Tung, in her 50s, said she was told it would be a waste of money and to just carry out the renovation.
“I know we should go through proper channels.
“But I’ve been told many times that it was extremely difficult to get approval from the city council,” she said.
“I know nothing about construction and why the city council would reject anyone’s applications to renovate houses,” she added.
Tung said there used to be an open space at the back of her home and she had renovated it as a security measure.
“I sealed it up so that burglars cannot break into my home.
“It was an open area and it could attract unwanted stray animals to take shelter there,” she said, adding that she spent about RM15,000 on the renovation works.
“It is now the wet kitchen area in the home,” she added.
HS Law from Pasir Pinji said it was common for people to renovate their homes after buying.
“Some want to beautify their house and some for feng shui,” said Law, in his 60s.
“It is, however, a hassle for people to submit renovation plans, seek approval and get consent from neighbours,” he added.

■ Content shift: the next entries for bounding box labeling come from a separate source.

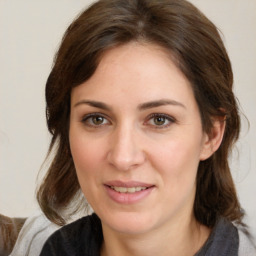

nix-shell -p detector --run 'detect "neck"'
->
[101,214,210,256]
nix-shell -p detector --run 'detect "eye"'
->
[146,114,175,128]
[82,113,110,127]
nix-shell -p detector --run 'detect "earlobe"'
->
[200,117,226,161]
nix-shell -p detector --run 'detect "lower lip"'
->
[105,186,154,204]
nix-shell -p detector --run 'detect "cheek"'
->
[70,131,102,181]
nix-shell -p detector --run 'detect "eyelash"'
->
[81,113,176,129]
[146,113,176,129]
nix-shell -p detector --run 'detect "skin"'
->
[69,42,224,256]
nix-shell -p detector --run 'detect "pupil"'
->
[93,116,103,124]
[155,117,165,125]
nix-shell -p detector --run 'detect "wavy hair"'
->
[37,0,243,227]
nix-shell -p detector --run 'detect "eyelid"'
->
[145,113,176,129]
[81,112,111,128]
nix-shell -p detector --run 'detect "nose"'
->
[107,124,145,171]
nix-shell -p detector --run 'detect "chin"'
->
[100,212,154,234]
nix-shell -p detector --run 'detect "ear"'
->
[200,117,226,161]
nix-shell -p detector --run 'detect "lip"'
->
[104,180,155,205]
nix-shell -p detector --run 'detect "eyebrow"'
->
[74,100,112,111]
[74,99,186,111]
[138,99,186,110]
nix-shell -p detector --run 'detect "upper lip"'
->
[104,180,154,188]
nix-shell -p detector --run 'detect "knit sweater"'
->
[40,214,256,256]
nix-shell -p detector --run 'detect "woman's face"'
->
[69,43,211,233]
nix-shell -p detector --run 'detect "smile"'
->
[104,181,156,205]
[111,186,147,193]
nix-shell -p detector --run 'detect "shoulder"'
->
[10,211,60,256]
[238,229,256,256]
[40,214,102,256]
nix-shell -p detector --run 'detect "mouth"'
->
[110,186,147,194]
[104,181,155,204]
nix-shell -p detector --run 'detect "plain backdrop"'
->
[0,0,256,237]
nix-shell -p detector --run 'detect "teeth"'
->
[111,186,147,193]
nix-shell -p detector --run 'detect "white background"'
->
[0,0,256,234]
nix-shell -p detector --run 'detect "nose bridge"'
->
[108,122,145,170]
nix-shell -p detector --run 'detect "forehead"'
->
[72,42,193,107]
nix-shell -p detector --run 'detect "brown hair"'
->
[37,0,243,227]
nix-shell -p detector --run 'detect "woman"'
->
[38,0,255,255]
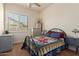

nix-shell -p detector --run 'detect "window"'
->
[8,13,28,32]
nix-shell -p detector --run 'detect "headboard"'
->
[47,28,66,38]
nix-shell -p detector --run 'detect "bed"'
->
[22,28,66,56]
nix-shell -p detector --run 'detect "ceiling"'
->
[18,3,53,12]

“People could also spend thousands paying various fees to the city council, architect, technicians and more,” he said.
Law said he understood that the city council has the authority to conduct revaluation of properties but the changes to the rate should be reasonable.
“The thing is, ratepayers want to know how the money collected by the city council is being spent.

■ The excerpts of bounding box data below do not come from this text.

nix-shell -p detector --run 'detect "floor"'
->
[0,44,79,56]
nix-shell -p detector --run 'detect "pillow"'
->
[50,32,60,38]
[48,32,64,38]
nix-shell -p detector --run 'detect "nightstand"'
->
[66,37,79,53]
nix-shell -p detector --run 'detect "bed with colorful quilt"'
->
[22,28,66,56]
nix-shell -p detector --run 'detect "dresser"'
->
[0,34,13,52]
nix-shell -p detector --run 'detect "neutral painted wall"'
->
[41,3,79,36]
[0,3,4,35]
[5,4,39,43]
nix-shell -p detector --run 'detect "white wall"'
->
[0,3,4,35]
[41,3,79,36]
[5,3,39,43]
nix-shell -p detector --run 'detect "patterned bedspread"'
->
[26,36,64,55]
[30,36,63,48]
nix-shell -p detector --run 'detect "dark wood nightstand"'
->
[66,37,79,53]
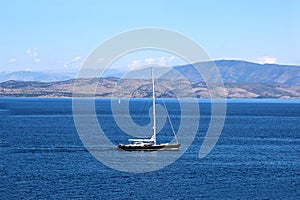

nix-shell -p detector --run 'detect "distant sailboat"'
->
[118,68,180,151]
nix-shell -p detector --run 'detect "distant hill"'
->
[0,71,75,82]
[0,78,300,98]
[0,60,300,86]
[174,60,300,86]
[0,60,300,98]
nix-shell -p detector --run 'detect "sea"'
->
[0,98,300,199]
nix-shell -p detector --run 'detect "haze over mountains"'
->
[0,60,300,98]
[0,60,300,86]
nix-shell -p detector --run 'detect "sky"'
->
[0,0,300,73]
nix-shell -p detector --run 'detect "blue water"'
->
[0,98,300,199]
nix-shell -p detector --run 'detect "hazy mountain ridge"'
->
[0,60,300,98]
[0,78,300,98]
[0,60,300,86]
[0,71,75,82]
[175,60,300,86]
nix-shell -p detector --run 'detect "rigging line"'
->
[155,75,178,144]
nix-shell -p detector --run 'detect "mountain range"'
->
[0,60,300,86]
[0,60,300,98]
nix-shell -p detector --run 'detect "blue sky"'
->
[0,0,300,72]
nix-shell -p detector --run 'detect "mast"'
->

“Many felt that the services provided by the city council are not up to par with the assessment paid,” he said.
“Maintenance of drains, grass trimming and collection of garbage are fundamental services that should be good but there are too many complaints,” he added.
Law said the city council needs to engage with the residents and hold dialogues to seek out amicable solutions to the matter.
“There should also be discussions with all stakeholders or relevant organisations involved,” he said, adding that assessment is collected to maintain public infrastructure and to provide relevant services.
“When it comes to collection of tax, it should be done properly,” he added.
Renovation contractor WK Lim said most people do not submit their renovation plans because most would be rejected by the city council.
“The proper procedure is to get an architect to draw up a plan and to submit the plan to the city council for approval.
“But most of the time, the city council would reject the plans,” he said, adding that it could cost between RM4,000 and RM8,000 for the whole process.
“This is because the built-up area of houses in a housing estate is fixed and the city council normally does not allow people to make any more changes,” he added.